ゆっくりと湯に浸かり髪を洗うと、白玲は生き返った心地になった。女たちは、白玲の黒い真っ直ぐな髪を珍しそうに眺め、触りたがった。
「こんなに癖がないと、髪を結うのに難儀じゃないかい?」
年嵩の女にたずねられると、白玲は長い黒髪を手早く三つ編みにして巻き上げ、かんざしで留めてみせた。
「烏の濡れ羽みたいにキラキラしてきれいだね」
褒められて、照れ臭そうに笑った白玲の頬が、薄桃色に染まった。
女たちが連れ立って集落へ戻ると、見慣れない青年が男たちと話していた。その姿を見たニイカナは、走り寄って青年に抱きついた。

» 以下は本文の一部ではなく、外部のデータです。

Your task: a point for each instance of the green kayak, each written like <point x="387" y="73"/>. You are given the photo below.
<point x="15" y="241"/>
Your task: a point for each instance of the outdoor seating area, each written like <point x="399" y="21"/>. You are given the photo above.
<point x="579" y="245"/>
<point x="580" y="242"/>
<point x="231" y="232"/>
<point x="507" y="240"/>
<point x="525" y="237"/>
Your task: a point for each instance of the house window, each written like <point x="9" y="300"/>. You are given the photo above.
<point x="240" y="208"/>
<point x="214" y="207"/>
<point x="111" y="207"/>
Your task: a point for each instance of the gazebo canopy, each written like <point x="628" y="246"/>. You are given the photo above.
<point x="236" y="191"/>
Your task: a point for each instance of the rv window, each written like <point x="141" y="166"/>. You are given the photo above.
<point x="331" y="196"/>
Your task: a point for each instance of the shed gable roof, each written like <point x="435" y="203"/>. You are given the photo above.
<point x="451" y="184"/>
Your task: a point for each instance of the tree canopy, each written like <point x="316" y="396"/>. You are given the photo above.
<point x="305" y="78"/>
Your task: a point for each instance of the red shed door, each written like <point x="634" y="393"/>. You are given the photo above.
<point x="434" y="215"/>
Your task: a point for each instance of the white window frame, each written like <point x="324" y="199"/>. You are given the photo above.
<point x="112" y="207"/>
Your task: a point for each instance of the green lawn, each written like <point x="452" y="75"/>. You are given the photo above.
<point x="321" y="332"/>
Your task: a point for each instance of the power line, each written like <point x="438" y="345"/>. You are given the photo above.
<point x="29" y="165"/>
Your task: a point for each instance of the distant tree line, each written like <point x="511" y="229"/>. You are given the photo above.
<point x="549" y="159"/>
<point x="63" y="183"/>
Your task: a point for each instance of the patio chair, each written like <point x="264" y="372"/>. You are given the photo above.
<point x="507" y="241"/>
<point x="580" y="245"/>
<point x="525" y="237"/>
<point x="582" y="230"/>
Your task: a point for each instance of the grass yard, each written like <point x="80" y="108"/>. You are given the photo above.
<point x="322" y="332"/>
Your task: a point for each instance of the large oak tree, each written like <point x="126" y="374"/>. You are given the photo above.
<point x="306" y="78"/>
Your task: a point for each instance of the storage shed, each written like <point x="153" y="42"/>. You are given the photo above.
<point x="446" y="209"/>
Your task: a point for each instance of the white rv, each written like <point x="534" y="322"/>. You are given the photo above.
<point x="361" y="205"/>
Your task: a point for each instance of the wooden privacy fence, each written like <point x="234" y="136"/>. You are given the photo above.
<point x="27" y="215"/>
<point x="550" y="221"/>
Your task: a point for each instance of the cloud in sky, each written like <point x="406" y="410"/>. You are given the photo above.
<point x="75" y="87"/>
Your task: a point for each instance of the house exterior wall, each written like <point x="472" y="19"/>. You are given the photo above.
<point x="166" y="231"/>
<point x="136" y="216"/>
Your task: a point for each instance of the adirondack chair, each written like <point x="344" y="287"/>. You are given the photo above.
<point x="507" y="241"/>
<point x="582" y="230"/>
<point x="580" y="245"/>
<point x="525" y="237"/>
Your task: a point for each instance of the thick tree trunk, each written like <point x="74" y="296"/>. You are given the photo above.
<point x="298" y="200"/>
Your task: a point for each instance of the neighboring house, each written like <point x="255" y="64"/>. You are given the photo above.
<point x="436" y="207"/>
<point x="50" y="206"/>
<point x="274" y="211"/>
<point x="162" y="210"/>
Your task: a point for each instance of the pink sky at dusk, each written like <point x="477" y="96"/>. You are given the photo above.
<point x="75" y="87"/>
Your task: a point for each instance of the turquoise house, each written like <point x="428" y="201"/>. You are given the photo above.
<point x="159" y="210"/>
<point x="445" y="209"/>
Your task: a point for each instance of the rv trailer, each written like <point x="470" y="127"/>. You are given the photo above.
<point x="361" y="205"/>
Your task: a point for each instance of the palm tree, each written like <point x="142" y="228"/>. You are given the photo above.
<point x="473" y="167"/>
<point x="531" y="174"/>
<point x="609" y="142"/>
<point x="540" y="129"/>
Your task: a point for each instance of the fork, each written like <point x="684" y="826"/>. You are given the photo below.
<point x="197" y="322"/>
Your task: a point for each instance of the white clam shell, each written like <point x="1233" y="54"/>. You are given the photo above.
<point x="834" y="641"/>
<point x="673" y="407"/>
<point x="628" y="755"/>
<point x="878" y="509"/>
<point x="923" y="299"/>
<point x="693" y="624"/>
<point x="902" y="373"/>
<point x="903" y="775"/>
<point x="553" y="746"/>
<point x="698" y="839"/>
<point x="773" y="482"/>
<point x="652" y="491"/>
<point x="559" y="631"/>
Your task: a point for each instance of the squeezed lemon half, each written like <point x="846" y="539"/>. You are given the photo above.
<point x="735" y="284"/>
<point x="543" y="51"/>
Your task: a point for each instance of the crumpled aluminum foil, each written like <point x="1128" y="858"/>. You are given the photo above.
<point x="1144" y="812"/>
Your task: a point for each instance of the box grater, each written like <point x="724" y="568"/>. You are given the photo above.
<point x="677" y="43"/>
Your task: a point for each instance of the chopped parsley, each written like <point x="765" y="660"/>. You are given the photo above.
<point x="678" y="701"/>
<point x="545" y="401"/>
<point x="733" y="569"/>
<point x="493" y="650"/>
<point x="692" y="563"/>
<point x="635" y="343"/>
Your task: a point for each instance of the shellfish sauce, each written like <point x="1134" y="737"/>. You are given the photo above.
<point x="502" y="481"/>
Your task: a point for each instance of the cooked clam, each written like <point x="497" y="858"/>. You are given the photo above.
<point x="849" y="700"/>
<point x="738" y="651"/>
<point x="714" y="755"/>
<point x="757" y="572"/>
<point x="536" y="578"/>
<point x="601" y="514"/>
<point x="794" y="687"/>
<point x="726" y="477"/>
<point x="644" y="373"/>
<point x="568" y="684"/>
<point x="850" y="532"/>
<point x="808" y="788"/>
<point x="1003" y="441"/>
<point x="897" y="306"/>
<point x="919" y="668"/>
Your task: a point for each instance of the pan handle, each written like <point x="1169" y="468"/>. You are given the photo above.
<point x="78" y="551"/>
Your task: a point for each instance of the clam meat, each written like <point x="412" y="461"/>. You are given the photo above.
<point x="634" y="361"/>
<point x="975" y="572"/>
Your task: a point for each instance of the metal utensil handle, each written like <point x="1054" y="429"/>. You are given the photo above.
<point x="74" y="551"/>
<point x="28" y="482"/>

「無事に着いてよかった。この雪の中、どうしているかと心配したよ」
ニイカナの湯上がりの髪に触れた青年は、まわりの女たちに囃されて体を離した。
「白玲、おいで。あんたたちが待ってた月蛾国の武人だよ」
ニイカナの言葉に白玲が近づくと、青年が跪いた。とまどう白玲に、後ろからナダルが声をかけた。
「鳩便で呼び出した同僚のホスロです。ここから私と共に、姫様とコヘル卿をお守りします」
白玲が「よろしくお願いいたします」と挨拶すると、「お任せください」と青年が笑顔で答えた。